OK Supreme Court: Effort To Ask Voters To Hike Oil And Gas Taxes Can Continue
The Oklahoma Supreme Court on Monday ruled a proposed state question that would ask voters to approve tax hikes on oil and gas production to help fund education can move forward.
The proposed State Question 795 was written by a group called Restore Oklahoma Now, which is led by a former president of the Oklahoma Independent Petroleum Association. It would ask voters to end discounts on many wells and impose an across-the-board 7 percent tax on oil and gas production to fund teacher raises and early childhood education.
Oil companies and a major energy industry organization, the Oklahoma Independent Petroleum Association, filed lawsuits in January to block the proposed SQ 795, which they argued was misleading, incomplete, biased and too broad. They also argued it created a retroactive tax.
Oklahoma’s high court disagreed. In a 7-0 decision with one justice recused, the court ruled against each of those arguments and said the group backing State Question 795 could move ahead. Once it starts, Restore Oklahoma Now has 90 days to collect more than 123,000 signatures before it appears on a ballot.
The OIPA says the measure would hurt the oil industry and is preparing to make its argument directly to voters should SQ 795 appear on a ballot, the association’s A.J. Ferate tells The Oklahoman’s Jack Money:
“I have no doubt we will be prepared to share the issues and concerns with the voters,” he said. “Oklahomans generally don’t like tax increases, and I think this will be a story that’s pretty receptive to them.”

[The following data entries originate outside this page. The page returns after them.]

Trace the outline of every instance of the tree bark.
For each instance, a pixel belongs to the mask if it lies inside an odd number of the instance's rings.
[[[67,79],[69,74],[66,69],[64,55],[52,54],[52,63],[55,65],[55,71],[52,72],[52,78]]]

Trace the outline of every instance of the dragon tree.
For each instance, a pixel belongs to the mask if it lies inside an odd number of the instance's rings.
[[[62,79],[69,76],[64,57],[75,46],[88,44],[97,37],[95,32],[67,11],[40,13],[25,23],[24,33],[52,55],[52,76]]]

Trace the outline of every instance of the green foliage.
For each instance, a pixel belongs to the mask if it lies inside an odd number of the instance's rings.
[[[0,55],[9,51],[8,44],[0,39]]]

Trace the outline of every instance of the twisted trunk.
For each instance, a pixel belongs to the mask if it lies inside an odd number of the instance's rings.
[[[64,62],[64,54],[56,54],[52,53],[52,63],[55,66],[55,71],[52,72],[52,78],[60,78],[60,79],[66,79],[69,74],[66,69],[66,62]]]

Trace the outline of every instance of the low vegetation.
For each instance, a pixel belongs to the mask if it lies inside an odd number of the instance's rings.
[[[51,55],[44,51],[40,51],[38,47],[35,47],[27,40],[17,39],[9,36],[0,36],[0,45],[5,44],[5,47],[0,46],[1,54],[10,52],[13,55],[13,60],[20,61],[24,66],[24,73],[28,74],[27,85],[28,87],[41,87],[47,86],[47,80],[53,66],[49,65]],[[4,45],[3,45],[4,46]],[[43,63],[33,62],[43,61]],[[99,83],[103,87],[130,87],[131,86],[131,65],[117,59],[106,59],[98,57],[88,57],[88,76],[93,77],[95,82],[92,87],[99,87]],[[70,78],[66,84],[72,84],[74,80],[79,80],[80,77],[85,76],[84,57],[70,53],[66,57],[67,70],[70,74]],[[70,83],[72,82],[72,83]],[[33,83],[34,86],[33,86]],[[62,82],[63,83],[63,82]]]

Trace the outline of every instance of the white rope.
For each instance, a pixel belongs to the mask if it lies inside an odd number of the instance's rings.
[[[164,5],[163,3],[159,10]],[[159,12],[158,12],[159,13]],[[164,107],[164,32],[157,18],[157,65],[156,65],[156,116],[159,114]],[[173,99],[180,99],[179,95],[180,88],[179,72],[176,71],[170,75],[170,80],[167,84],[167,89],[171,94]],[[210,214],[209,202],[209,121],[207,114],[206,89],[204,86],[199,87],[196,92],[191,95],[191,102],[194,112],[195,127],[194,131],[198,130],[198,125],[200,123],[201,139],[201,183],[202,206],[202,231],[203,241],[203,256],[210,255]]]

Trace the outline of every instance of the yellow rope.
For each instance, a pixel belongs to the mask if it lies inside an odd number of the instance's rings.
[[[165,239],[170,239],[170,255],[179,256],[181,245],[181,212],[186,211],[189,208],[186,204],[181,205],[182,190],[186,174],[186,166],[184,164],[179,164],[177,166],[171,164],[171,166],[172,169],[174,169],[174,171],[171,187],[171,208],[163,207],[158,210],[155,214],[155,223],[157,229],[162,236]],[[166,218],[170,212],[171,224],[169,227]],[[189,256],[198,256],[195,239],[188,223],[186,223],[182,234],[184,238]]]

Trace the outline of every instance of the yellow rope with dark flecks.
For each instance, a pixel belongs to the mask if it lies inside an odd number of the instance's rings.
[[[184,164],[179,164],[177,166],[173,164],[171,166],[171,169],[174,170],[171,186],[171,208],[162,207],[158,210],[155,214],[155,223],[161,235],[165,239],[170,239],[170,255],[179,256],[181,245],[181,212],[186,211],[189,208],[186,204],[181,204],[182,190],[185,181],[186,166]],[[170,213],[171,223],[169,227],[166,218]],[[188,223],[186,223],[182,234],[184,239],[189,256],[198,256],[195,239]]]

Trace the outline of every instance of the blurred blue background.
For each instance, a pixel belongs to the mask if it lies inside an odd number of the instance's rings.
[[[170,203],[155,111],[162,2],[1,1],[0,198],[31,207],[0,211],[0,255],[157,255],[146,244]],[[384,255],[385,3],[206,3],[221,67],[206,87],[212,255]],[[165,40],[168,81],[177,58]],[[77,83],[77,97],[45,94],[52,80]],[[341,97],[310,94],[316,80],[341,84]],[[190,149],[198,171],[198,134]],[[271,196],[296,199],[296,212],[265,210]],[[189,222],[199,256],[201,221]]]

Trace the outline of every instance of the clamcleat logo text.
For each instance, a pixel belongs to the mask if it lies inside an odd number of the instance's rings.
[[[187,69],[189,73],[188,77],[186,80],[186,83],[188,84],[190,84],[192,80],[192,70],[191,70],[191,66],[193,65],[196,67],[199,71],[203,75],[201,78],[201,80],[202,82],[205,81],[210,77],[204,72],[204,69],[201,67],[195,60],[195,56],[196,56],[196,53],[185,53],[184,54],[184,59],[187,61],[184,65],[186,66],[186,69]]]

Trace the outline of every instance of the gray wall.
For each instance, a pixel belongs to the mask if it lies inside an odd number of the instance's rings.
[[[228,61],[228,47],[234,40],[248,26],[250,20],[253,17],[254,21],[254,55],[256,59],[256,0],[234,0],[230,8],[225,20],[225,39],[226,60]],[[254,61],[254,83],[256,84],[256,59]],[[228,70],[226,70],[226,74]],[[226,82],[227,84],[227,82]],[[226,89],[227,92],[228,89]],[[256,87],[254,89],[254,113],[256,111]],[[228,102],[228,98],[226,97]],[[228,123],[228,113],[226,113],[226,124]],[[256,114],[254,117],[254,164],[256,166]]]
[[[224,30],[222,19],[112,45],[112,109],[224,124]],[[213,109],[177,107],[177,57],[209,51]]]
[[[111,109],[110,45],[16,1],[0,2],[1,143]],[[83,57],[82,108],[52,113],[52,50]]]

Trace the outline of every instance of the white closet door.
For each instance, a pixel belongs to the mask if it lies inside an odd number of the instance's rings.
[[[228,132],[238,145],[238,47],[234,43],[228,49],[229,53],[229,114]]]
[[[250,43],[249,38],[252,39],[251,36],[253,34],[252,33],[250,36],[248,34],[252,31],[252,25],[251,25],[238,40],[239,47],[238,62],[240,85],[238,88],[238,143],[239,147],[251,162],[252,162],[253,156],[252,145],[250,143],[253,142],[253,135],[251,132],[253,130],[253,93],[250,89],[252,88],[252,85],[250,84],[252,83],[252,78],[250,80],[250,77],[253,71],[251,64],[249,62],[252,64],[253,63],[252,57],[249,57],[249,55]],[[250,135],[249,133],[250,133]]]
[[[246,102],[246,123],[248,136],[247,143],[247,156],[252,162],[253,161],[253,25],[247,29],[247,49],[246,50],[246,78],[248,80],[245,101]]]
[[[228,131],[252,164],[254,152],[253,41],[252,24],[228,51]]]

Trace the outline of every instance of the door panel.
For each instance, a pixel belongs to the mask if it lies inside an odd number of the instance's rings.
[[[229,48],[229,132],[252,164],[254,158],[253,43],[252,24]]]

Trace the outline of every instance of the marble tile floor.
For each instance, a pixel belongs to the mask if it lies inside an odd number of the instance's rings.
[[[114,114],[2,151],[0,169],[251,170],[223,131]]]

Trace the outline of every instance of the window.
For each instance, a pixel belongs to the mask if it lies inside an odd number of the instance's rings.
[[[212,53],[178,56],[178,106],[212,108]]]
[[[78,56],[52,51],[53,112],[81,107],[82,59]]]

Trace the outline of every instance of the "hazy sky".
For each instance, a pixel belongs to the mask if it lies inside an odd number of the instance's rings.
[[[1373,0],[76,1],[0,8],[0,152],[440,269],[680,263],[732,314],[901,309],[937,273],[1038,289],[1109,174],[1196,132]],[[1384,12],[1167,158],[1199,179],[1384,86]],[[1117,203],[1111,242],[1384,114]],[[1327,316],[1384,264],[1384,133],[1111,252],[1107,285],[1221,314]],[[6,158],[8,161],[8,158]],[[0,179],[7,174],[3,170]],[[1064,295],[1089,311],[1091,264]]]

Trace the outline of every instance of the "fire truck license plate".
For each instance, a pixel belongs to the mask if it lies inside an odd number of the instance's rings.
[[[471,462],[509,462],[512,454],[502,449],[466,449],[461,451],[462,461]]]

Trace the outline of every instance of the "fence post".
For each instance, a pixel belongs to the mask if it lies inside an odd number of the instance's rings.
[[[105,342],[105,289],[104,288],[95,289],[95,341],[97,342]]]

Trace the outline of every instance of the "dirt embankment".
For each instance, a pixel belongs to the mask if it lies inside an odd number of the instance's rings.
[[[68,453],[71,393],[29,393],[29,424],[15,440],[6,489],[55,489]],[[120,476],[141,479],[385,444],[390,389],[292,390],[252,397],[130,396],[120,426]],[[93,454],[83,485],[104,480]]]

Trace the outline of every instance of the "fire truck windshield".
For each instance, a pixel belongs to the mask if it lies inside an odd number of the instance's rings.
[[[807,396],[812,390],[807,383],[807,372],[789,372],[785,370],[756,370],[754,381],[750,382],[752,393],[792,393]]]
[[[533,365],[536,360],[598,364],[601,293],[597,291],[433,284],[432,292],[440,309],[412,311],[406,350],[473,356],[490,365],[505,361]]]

Calls to hike oil and gas taxes to increase education funding have increased as teachers prepare for an April 2 walkout. In a statement, Oklahoma Oil and Gas Association President Chad Warmington said it’s “dangerous” to tie education funding to oil and gas taxes, which fluctuate radically:
“Should this measure make it to the ballot, we will educate the public on the consequences of passing such an initiative, including the job losses it will cause in the energy sector,” Warmington said. “We believe teachers deserve salary increases and schools deserve adequate funding, but raising the gross production tax yet again is not a long-term solution,” he said. “We will continue to work with our state leaders and educators to find a sustainable answer to this problem.”